The JJA deals with the children (below 18 years of age) in conflict with the law. Its agenda is not to treat such children as adults and instead provide them assistance to integrate them back into the society and protect them from being tagged as “life long criminals”. This is just since their maturity levels are not high, which is why this treatment is also endorsed by UNICEF and other such international conventions.
The proposed amendment to the JJA, which tries to create a new category of 16-18 years old who shall be treated as adults in cases of heinous crimes, is however a back step. The public outrage in the Delhi gang rape and Shakti Mills rape cases against the juveniles who committed the rape is understandable. But serious changes to the laws cannot be made on such cases alone. It needs a scientific study of the cases where the juveniles have committed such heinous crimes. Some time ago, there was an interesting survey done by “The Hindu” about juveniles involved in cases of rape, based on the data of National Crime Records Bureau. It has been found that the proportion of juveniles committing such crimes is minuscule (about 1.2%). And even in such a small portion of the cases, most of them deal with the cases of juvenile elopements, where the parents of an under-18 girl file the cases of rape and abduction against an under 18 boy, whom the girl eloped with.
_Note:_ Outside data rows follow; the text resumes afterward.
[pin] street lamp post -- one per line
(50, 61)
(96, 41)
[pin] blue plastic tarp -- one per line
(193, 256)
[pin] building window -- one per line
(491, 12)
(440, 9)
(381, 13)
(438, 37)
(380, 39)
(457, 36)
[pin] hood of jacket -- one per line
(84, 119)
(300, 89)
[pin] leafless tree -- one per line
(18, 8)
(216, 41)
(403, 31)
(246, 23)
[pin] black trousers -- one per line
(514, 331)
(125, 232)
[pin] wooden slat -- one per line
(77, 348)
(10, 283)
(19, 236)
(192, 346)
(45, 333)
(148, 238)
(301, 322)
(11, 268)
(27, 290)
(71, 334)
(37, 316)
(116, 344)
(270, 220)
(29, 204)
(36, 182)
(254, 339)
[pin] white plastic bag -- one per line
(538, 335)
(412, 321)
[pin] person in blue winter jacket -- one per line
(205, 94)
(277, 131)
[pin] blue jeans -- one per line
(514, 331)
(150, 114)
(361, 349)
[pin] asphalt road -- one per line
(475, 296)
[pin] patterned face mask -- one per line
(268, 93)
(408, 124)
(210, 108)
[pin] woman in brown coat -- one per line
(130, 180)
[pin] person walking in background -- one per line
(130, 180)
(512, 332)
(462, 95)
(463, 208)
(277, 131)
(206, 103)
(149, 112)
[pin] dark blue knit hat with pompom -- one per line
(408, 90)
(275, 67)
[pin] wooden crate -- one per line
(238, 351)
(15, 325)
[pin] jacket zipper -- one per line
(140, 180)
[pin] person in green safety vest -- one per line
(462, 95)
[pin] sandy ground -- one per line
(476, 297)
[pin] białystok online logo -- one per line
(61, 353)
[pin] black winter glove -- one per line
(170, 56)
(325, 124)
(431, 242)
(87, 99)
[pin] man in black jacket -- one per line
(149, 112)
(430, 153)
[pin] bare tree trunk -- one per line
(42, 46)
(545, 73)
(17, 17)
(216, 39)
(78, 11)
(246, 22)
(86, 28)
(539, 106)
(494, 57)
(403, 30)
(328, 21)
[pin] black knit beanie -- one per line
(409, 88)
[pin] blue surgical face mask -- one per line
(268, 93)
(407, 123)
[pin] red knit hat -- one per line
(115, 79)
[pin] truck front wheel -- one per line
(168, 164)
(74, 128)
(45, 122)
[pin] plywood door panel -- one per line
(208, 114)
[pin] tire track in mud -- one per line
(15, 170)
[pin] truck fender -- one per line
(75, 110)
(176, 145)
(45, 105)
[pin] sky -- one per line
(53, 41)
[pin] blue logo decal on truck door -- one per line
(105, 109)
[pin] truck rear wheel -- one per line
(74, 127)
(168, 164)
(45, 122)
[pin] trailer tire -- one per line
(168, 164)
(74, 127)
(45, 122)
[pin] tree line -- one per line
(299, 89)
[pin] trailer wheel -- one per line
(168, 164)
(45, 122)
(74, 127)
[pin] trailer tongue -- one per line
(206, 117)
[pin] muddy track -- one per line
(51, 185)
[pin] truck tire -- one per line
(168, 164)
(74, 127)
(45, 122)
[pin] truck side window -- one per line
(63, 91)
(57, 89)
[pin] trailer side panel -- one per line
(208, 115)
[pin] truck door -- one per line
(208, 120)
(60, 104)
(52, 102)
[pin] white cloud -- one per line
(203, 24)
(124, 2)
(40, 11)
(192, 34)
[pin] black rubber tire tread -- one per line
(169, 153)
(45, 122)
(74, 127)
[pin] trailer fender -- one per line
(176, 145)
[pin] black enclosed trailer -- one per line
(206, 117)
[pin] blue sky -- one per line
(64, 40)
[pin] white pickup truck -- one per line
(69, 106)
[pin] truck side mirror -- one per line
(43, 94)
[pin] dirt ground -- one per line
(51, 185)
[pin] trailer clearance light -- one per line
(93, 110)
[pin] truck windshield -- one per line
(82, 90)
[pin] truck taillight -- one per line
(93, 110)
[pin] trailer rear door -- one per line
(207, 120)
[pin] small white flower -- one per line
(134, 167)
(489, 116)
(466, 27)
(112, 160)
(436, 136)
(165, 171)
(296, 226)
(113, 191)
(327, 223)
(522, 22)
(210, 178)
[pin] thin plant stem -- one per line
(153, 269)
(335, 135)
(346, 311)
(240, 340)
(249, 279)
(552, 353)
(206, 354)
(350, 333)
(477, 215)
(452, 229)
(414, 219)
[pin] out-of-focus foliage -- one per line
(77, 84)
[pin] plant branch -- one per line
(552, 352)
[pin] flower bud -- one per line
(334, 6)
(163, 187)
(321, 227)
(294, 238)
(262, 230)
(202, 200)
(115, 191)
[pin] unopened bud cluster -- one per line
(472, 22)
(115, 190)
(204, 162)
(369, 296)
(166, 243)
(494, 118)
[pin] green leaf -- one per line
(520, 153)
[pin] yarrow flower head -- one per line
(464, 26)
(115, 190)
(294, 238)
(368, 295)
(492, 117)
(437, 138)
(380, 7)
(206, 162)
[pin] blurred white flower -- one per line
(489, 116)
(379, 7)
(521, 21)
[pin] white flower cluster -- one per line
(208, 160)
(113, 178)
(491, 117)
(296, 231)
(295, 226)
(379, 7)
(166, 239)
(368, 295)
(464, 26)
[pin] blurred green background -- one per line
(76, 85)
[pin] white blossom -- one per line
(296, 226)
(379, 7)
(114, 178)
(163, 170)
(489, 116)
And in the remaining portion where the juveniles did commit the heinous crime (like Delhi gang rape case and Shakti Mills gang rape case), the “bad” influence of the adult peers who make them party to these crimes can not be ruled out, although their actions can never be justified.
It is being said that several developed countries like USA and UK already treat their juveniles as adults in cases of heinous crimes. But it will be unfair to compare India’s case with that of the west, because the socio-economic opportunities that Indian children get are much less compared to that of the west. As a result we can not expect the children of India to have the same maturity and educational levels as those of the west. In that sense, our society should be blamed to some extent for not being able to foment strong ethical and moral values in our children. Also, there is no scientific evidence that such treatment did bring down the crime rates in the west.
Of course, under no grounds can the rape committed by anyone, even a juvenile, be justified and pardoned. But the question really is should the juveniles be treated as adults and be subjected to life imprisonment or capital punishment for a crime that they made with a premature mind. On the other hand they must also not be released after a few counselling sessions because they might pose a further threat to the society, as if not properly counselled they may end up committing the same crime again. So what we need is a middle ground. They must be subjected to some form of education and counselling program, with adequate stress on vocational training so that they are released back into the society only as reformed persons. It may be more appropriate to consider constituting a committee of sociologists, criminal psychologists and legal experts to make proper recommendations on dealing with juveniles committing heinous crimes. The costs involved in this exercise are completely justified as it is the duty of the society and the state to take adequate care of its children.